Wontons are the first dumplings that I learned to make. My mom entrusted me to make them for parties and other family gatherings. She fried them and served them with a Viet-style sweet and sour sauce speckled with a confetti-like bits of vegetables. It was finger food that got eaten up in a flash. That’s why our family wrapped regularly 3 or 4 packages worth of wontons for a total of roughly 200 wontons. Last Friday I made a small batch for our TGIF cocktail hour. There were leftover wrappers and I thought about how growing up, fried wontons were on my mom’s rotation of favorite foods to make.
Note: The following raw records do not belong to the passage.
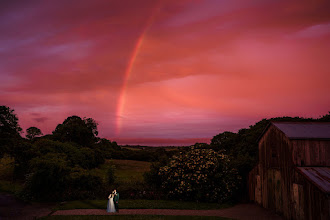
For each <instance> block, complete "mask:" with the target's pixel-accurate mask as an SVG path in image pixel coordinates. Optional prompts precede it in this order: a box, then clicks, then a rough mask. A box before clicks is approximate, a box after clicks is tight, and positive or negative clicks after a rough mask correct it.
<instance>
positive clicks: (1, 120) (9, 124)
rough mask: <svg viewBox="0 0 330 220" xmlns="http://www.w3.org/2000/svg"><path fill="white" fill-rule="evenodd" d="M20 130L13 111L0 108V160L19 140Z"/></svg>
mask: <svg viewBox="0 0 330 220" xmlns="http://www.w3.org/2000/svg"><path fill="white" fill-rule="evenodd" d="M21 131H22V128H21V127H20V126H19V124H18V118H17V116H16V114H15V113H14V109H10V108H9V107H7V106H4V105H2V106H0V158H1V157H2V156H3V155H4V153H6V152H8V150H9V148H12V147H14V145H15V144H16V142H17V140H19V139H20V138H21V136H20V132H21Z"/></svg>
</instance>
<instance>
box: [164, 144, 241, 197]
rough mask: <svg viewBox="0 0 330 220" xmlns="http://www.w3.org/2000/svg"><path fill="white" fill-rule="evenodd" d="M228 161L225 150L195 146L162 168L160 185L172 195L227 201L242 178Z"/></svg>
mask: <svg viewBox="0 0 330 220" xmlns="http://www.w3.org/2000/svg"><path fill="white" fill-rule="evenodd" d="M229 161H230V159H229V157H228V156H227V155H225V154H223V153H217V152H215V151H214V150H212V149H195V148H194V147H192V148H191V149H190V150H189V151H186V152H185V153H183V152H181V153H180V155H179V156H173V157H172V159H171V160H170V162H169V163H168V165H167V166H164V167H161V168H160V169H159V173H158V175H159V177H160V178H161V180H162V184H161V187H162V188H163V190H164V192H166V193H167V195H168V196H169V197H170V198H175V199H184V200H191V201H205V202H224V201H226V200H229V199H231V198H232V197H233V195H234V194H235V192H236V191H237V189H238V188H239V184H240V180H241V178H240V176H239V175H238V174H237V170H236V169H233V168H231V167H230V166H229Z"/></svg>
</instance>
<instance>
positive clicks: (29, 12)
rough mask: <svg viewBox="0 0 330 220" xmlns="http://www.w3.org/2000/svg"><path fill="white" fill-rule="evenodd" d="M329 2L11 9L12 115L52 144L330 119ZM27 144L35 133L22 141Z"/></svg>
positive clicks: (56, 2)
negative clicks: (74, 116)
mask: <svg viewBox="0 0 330 220" xmlns="http://www.w3.org/2000/svg"><path fill="white" fill-rule="evenodd" d="M329 12H330V1H328V0H324V1H322V0H313V1H312V0H308V1H305V0H299V1H298V0H297V1H288V0H283V1H278V0H252V1H246V0H240V1H238V0H227V1H224V0H179V1H178V0H95V1H94V0H93V1H91V0H71V1H70V0H55V1H54V0H31V1H23V0H22V1H19V0H17V1H15V0H13V1H1V2H0V81H1V83H0V105H6V106H8V107H10V108H12V109H14V110H15V112H16V114H17V116H18V118H19V123H20V125H21V127H22V128H23V129H24V130H25V129H26V128H28V127H30V126H36V127H38V128H40V129H41V130H42V132H43V133H44V134H48V133H51V132H52V131H53V130H54V129H55V127H56V125H57V124H59V123H62V122H63V121H64V119H65V118H67V117H68V116H71V115H78V116H80V117H92V118H93V119H95V120H96V121H97V122H98V123H99V128H98V130H99V136H100V137H105V138H109V139H111V140H114V141H117V142H118V143H119V144H146V145H176V144H179V145H189V144H194V143H195V142H208V141H209V140H210V139H211V138H212V137H213V136H214V135H216V134H218V133H220V132H223V131H234V132H236V131H237V130H238V129H240V128H244V127H248V126H249V125H251V124H254V123H256V122H257V121H259V120H261V119H262V118H270V117H277V116H302V117H319V116H321V115H325V114H327V113H328V112H329V111H330V95H329V94H330V86H329V85H330V13H329ZM22 135H25V134H22Z"/></svg>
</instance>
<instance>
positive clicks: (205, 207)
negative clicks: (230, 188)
mask: <svg viewBox="0 0 330 220" xmlns="http://www.w3.org/2000/svg"><path fill="white" fill-rule="evenodd" d="M106 206H107V200H77V201H69V202H65V203H62V204H60V205H58V206H57V207H56V208H55V210H59V209H62V210H64V209H106ZM231 206H232V205H230V204H218V203H197V202H182V201H170V200H138V199H137V200H129V199H122V200H120V204H119V207H120V208H121V209H190V210H207V209H222V208H228V207H231Z"/></svg>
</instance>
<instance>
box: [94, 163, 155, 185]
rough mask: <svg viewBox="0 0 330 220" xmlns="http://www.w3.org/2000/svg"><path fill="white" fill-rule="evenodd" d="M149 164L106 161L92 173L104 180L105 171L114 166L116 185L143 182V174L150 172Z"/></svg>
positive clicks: (94, 169) (106, 175)
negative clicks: (103, 163)
mask: <svg viewBox="0 0 330 220" xmlns="http://www.w3.org/2000/svg"><path fill="white" fill-rule="evenodd" d="M150 164H151V163H149V162H144V161H136V160H107V161H106V162H105V164H103V165H101V166H100V167H99V168H96V169H93V170H92V172H94V173H95V174H98V175H100V176H102V178H104V180H106V178H107V170H108V169H109V167H110V166H112V165H113V166H115V177H116V181H117V182H118V183H124V182H130V181H140V182H141V181H143V173H144V172H147V171H149V170H150Z"/></svg>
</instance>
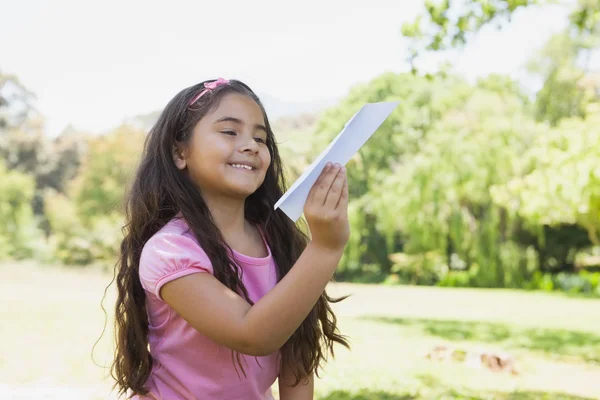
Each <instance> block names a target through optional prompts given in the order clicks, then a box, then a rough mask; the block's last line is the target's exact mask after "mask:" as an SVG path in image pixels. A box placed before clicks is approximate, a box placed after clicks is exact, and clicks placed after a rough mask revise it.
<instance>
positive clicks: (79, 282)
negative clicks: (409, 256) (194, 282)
mask: <svg viewBox="0 0 600 400" xmlns="http://www.w3.org/2000/svg"><path fill="white" fill-rule="evenodd" d="M111 278H112V274H109V273H106V272H102V271H100V270H97V269H93V268H87V269H73V268H61V267H56V266H41V265H36V264H31V263H29V264H28V263H23V264H3V265H0V287H1V289H2V290H0V343H2V350H1V351H0V398H1V399H10V400H12V399H19V400H20V399H90V400H95V399H114V398H116V397H115V395H114V393H111V381H110V380H109V379H108V369H107V368H104V367H105V366H107V365H108V364H109V362H110V355H111V340H110V339H111V334H112V325H111V324H110V315H111V314H112V301H113V299H114V292H113V289H114V286H111V288H110V290H109V291H108V296H107V298H106V300H105V301H104V305H105V307H106V309H107V311H108V315H109V324H108V325H107V330H106V333H105V334H104V336H102V339H101V340H100V342H99V343H98V346H97V347H96V348H95V351H94V353H93V359H92V347H93V345H94V343H95V341H96V340H97V339H98V338H99V337H100V334H101V333H102V330H103V327H104V324H105V316H104V313H103V311H102V309H101V308H100V301H101V299H102V296H103V294H104V289H105V287H106V285H107V284H108V283H109V282H110V280H111ZM329 292H330V294H333V295H346V294H350V295H351V297H349V298H348V299H346V300H344V301H343V302H342V303H339V304H336V305H335V310H336V313H337V315H338V318H339V326H340V329H341V331H342V333H344V334H346V335H348V336H349V338H350V341H351V345H352V349H351V351H348V350H345V349H343V348H338V349H337V350H338V351H337V352H336V357H335V359H332V360H330V361H329V362H328V363H327V364H326V365H325V368H324V370H323V371H322V374H321V375H322V376H321V379H318V380H317V382H316V396H315V398H316V399H318V400H370V399H374V400H397V399H402V400H410V399H511V400H521V399H522V400H533V399H571V400H583V399H600V300H599V299H587V298H575V297H569V296H567V295H564V294H556V293H540V292H524V291H513V290H491V289H487V290H481V289H453V288H435V287H411V286H381V285H359V284H347V283H336V284H332V285H331V286H330V288H329ZM436 346H446V347H448V348H451V349H454V350H456V353H455V354H459V355H460V354H478V352H484V353H485V352H488V353H491V354H506V355H507V356H508V357H510V358H511V359H512V361H513V363H514V366H515V369H516V373H511V372H510V371H506V370H502V371H493V370H491V369H489V368H486V367H485V366H481V365H476V364H474V363H472V362H465V361H464V360H462V359H460V357H459V358H458V359H449V360H445V361H439V360H431V359H429V358H427V357H426V355H427V354H428V353H429V352H431V351H432V350H433V349H434V348H435V347H436ZM275 392H276V390H275Z"/></svg>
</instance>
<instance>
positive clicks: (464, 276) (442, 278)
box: [438, 271, 472, 287]
mask: <svg viewBox="0 0 600 400" xmlns="http://www.w3.org/2000/svg"><path fill="white" fill-rule="evenodd" d="M471 281H472V275H471V273H469V272H468V271H450V272H448V274H446V276H444V277H443V278H442V279H441V280H440V281H439V282H438V286H443V287H470V286H472V282H471Z"/></svg>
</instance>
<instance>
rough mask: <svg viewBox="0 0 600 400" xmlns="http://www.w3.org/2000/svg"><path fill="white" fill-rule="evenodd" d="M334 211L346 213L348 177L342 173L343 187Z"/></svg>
mask: <svg viewBox="0 0 600 400" xmlns="http://www.w3.org/2000/svg"><path fill="white" fill-rule="evenodd" d="M336 209H339V210H343V211H344V212H347V211H348V176H347V175H346V174H345V173H344V185H343V186H342V193H341V195H340V199H339V201H338V203H337V205H336Z"/></svg>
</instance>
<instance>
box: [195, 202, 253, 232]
mask: <svg viewBox="0 0 600 400" xmlns="http://www.w3.org/2000/svg"><path fill="white" fill-rule="evenodd" d="M204 201H205V202H206V205H207V206H208V209H209V210H210V212H211V214H212V217H213V220H214V222H215V224H216V225H217V228H219V230H220V231H221V234H222V235H223V237H224V238H225V240H227V239H229V238H231V237H234V236H235V235H236V234H239V233H240V232H244V231H246V230H247V225H248V224H247V222H246V215H245V211H244V205H245V200H240V199H231V198H223V197H219V198H208V196H207V197H205V198H204Z"/></svg>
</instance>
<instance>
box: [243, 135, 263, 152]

It was for good reason. In 1975 we discovered that fried wontons were a friendly food in America . Fresh from the refugee resettlement camps, my parents decided to make San Clemente, California, our home. We were oddballs in the Southern California beach community known for surfing and Richard Nixon’s Western White House. Back then, San Clemente’s population was about 20,000 people, most of whom were White.
With no car, we initially walked everywhere from our apartment on Cabrillo Avenue. It was a 5-bedroom, 2-story apartment house – spacious enough for our family of seven with a spare room for my mom to operate a small tailoring business. It was close to Del Mar Avenue, the main drag. We got around and locals noticed us.
The Vietnam War was fresh in America’s collective memory and Camp Pendleton Marine Base where the first wave of Vietnamese refugees arrived was 10 minutes away. In May 1975, Time magazine reported that only 36 percent of Americans thought that Vietnamese refugees should be allowed to live in the U.S. That was not the case in our situation.